Yesterday, Trump admitted he talked to Ukraine about Biden. Today, for the first time, he connected the conversation to U.S. military aid.

Just this morning, I wrote an item about Donald Trump too often making comments that undermine his own best interests, effectively admitting wrongdoing when he doesn't have to. Little did I know he'd soon after do it again.

President Donald Trump on Monday defended his conversation with Ukrainian President Volodymyr Zelensky, calling it a "perfect" discussion, while suggesting he had tied vital military funding for Ukraine to that country's handling of corruption -- which he has alleged Vice President Joe Biden's family was engaged in there."We want to make sure that country is honest. It's very important to talk about corruption. If you don't talk about corruption, why would you give money to a country that you think is corrupt?" Trump told reporters when asked what he had spoken about with Ukraine's new president in a July phone call."It's very important that, on occasion, you speak to somebody about corruption," he said, moments after telling reporters: "let me just tell you -- let me just tell you. What Biden did was wrong."

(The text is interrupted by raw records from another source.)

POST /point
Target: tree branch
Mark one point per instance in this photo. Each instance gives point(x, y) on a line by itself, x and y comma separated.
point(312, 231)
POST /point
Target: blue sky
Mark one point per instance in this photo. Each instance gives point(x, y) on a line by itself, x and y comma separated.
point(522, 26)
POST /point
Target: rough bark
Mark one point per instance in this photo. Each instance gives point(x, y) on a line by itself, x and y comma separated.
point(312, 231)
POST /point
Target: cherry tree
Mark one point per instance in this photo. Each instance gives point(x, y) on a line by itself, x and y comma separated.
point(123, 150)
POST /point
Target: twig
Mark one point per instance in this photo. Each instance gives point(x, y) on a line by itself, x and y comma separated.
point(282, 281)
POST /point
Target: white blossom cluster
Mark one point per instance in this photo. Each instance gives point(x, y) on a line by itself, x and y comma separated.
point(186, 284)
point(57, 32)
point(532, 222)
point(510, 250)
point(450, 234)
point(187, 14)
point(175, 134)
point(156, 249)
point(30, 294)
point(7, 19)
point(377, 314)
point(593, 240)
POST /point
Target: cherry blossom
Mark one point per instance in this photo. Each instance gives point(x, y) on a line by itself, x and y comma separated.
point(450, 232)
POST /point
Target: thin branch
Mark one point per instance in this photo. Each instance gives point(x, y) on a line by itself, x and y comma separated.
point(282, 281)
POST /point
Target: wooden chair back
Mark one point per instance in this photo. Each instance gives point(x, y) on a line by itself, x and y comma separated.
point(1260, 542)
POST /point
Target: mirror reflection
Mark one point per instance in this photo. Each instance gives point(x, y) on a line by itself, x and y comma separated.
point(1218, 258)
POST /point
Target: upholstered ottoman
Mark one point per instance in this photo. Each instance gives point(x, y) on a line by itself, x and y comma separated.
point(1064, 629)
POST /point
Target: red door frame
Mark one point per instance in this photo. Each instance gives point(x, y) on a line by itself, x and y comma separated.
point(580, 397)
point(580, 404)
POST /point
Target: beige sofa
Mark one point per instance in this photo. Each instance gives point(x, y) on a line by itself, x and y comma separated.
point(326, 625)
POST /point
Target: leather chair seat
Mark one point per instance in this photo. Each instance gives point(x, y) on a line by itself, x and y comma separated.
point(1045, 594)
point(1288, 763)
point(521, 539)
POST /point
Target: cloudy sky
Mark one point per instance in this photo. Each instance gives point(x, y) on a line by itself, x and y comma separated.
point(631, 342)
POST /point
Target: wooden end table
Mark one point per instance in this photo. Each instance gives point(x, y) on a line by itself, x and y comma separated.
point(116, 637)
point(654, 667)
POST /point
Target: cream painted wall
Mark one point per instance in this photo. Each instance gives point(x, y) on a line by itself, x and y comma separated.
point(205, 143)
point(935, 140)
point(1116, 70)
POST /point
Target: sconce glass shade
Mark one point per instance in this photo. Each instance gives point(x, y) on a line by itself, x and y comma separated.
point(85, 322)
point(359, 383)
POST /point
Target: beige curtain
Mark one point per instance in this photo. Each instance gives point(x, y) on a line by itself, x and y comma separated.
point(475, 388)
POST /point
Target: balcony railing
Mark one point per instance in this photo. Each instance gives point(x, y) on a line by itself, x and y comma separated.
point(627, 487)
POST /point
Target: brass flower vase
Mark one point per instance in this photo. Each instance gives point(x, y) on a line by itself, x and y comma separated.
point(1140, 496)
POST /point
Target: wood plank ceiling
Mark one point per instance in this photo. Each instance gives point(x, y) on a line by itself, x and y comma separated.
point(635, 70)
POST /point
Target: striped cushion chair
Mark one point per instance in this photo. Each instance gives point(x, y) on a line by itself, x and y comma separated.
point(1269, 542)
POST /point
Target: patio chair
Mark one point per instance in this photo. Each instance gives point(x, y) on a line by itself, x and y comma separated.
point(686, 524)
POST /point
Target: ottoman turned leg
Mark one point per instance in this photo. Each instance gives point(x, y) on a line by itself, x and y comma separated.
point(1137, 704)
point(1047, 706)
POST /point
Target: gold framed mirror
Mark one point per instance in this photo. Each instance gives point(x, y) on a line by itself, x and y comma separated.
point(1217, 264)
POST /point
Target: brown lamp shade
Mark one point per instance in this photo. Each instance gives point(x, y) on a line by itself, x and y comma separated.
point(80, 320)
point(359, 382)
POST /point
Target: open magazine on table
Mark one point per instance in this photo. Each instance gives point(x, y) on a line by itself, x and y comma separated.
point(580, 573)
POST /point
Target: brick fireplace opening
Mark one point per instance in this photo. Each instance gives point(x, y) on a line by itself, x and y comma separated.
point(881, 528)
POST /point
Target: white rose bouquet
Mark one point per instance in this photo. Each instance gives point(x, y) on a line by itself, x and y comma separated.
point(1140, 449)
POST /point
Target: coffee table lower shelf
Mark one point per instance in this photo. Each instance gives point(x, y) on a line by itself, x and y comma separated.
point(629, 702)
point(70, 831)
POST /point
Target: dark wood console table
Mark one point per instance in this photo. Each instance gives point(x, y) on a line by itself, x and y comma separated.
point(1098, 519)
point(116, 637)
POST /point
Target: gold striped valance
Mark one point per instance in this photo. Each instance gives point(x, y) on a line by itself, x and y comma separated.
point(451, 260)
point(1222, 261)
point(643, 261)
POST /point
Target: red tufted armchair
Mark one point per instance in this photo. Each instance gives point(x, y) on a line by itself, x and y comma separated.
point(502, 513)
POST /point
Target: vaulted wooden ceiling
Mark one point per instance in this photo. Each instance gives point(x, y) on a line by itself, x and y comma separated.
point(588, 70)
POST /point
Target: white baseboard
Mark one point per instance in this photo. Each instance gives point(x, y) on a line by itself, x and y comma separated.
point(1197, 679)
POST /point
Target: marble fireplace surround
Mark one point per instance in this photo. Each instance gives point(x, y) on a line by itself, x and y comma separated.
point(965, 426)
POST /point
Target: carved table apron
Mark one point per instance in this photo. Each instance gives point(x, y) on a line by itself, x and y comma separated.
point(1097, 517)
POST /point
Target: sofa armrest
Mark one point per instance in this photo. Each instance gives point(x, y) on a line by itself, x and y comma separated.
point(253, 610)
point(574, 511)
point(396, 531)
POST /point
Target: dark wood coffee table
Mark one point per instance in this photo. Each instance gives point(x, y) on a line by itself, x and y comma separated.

Putting aside the fact there's no evidence whatsoever of Biden having done anything wrong, and the fact that the president has an unfortunate record of making all kinds of false allegations against his perceived political foes, this was the first time the public has heard Trump make a connection between his call with the Ukrainian president, U.S. financial/military aid, and Trump's electoral scheme.

The original Republican line was that nothing happened. The second line was that Trump may, in fact, have talked to a foreign government about intervening in an American election. And the brand new line is that Trump, while talking to a foreign government about intervening in an American election, referenced the $250 million the United States committed to Ukraine.

Or to put this in broader strokes, we're witnessing the transition from "the accusation isn't true" to "the accusation is true, but there's nothing actually wrong with misdeed in question."

Around the time the president was moving the ball forward, one of his personal attorneys, Rudy Giuliani, sat down with Fox Business' Maria Bartiromo and said he couldn't be entirely sure Trump didn't threaten to cut off aid to Ukraine unless Zelensky went along with the Republican's scheme.

BARTIROMO: Did the president threaten to cut off aid to the Ukraine?GIULIANI: No, no, that was a false story.BARTIROMO: One hundred percent?GIULIANI: Well, I can't tell you if it's 100 percent.

Why Team Trump allows Giuliani to appear on television is a bit of a mystery to me.